What is the role of Prisma in the bulk SMS RedwoodJS application?
Prisma, RedwoodJS's default ORM, is used for defining the database schema (including the SmsLog model to track message attempts), managing database migrations, and providing convenient data access within your services. It simplifies database interactions and ensures data integrity.
How to secure my Vonage API credentials in RedwoodJS?
Store your Vonage API key, secret, application ID, and the path to your downloaded private key as environment variables in a `.env` file. Crucially, add both `.env` and `private.key` to your `.gitignore` file to prevent committing these secrets to version control. For deployment, utilize your hosting provider's secure environment variable management features.
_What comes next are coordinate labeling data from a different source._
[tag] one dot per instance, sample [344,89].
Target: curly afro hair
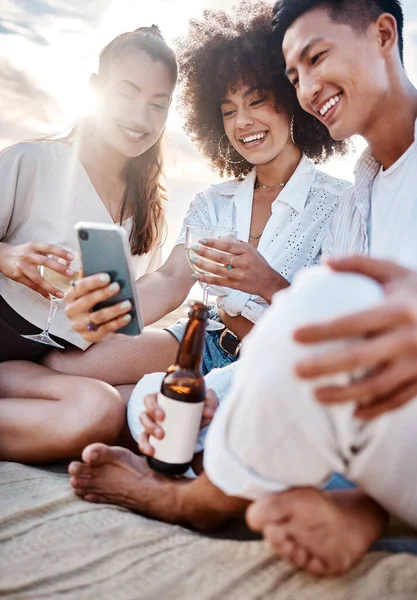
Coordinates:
[223,50]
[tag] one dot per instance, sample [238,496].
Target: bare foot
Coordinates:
[115,475]
[322,533]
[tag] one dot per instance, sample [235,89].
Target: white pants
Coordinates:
[271,433]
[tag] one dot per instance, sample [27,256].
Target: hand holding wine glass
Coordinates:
[194,235]
[246,271]
[21,263]
[51,272]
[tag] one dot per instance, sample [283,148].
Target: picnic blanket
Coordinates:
[53,545]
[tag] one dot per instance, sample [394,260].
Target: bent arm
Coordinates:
[166,289]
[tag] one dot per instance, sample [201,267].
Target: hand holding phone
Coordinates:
[105,249]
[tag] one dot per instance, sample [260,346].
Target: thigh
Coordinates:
[271,429]
[385,463]
[120,359]
[24,380]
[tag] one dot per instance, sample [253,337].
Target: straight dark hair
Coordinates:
[357,13]
[144,194]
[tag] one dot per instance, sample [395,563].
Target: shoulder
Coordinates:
[29,153]
[334,185]
[225,189]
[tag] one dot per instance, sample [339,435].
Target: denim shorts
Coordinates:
[214,357]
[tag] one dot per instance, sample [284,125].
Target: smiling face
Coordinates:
[340,74]
[253,125]
[133,100]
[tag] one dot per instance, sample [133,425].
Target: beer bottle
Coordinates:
[182,399]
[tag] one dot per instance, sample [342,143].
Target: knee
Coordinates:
[321,294]
[100,414]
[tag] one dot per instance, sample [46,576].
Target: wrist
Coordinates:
[273,284]
[3,253]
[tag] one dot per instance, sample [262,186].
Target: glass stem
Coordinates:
[53,305]
[205,295]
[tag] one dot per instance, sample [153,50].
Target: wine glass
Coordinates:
[192,238]
[63,283]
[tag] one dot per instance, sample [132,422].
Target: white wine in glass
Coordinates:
[62,283]
[193,236]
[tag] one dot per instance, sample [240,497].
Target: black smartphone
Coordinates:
[105,249]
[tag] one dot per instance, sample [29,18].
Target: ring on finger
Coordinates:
[91,326]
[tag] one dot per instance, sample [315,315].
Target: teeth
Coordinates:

How to log bulk SMS attempts with RedwoodJS and Prisma?
The guide provides a `logSmsAttempt` helper function that uses Prisma to create records in a dedicated `SmsLog` table in your database. This function is called within the `sendSingleSms` function, logging each attempt with details like recipient, message, status, Vonage message ID (if successful), and error messages (if failed).
How to handle errors when sending bulk SMS with Vonage?
The `sendSingleSms` function uses `try...catch` blocks to handle errors from the Vonage SDK. `sendBulkSms` uses `Promise.allSettled` to manage individual message failures within a batch. Logging via Redwood's logger and database logging via Prisma provide detailed records for troubleshooting. Implement retry mechanisms for temporary errors.
What is A2P 10DLC, and why is it important for US SMS?
A2P 10DLC (Application-to-Person 10-Digit Long Code) is a mandatory registration framework in the US for sending application-to-person SMS messages using standard long codes. It requires registering your brand and campaign with Vonage (or The Campaign Registry) to ensure compliance and avoid message filtering or blocking. This is crucial for reliable SMS delivery in the US.
What to do if Vonage SMS messages are not delivered?
Several factors can cause non-delivery even if the Vonage API reports success. Check for carrier filtering (spam), verify your sender ID, review country-specific regulations, ensure message content compliance, and crucially, confirm A2P 10DLC registration for US traffic. Consult Vonage delivery receipts and logs for specific error codes.
How to test my RedwoodJS bulk SMS implementation?
The guide recommends a multi-layered approach: unit tests (mocking the Vonage SDK and database interactions), integration tests for the GraphQL mutation, and end-to-end tests with tools like Cypress for UI interaction (if applicable). Manual testing with real test phone numbers is also essential for validating real-world delivery and edge cases.
How to deploy a RedwoodJS bulk SMS application?
Follow Redwood's deployment guides for your chosen hosting provider (Vercel, Render, Netlify, AWS, etc.). Configure all environment variables securely, provision a production database (PostgreSQL recommended), and set up a CI/CD pipeline for automated build, testing, database migrations, and deployment. Handle private key uploads securely.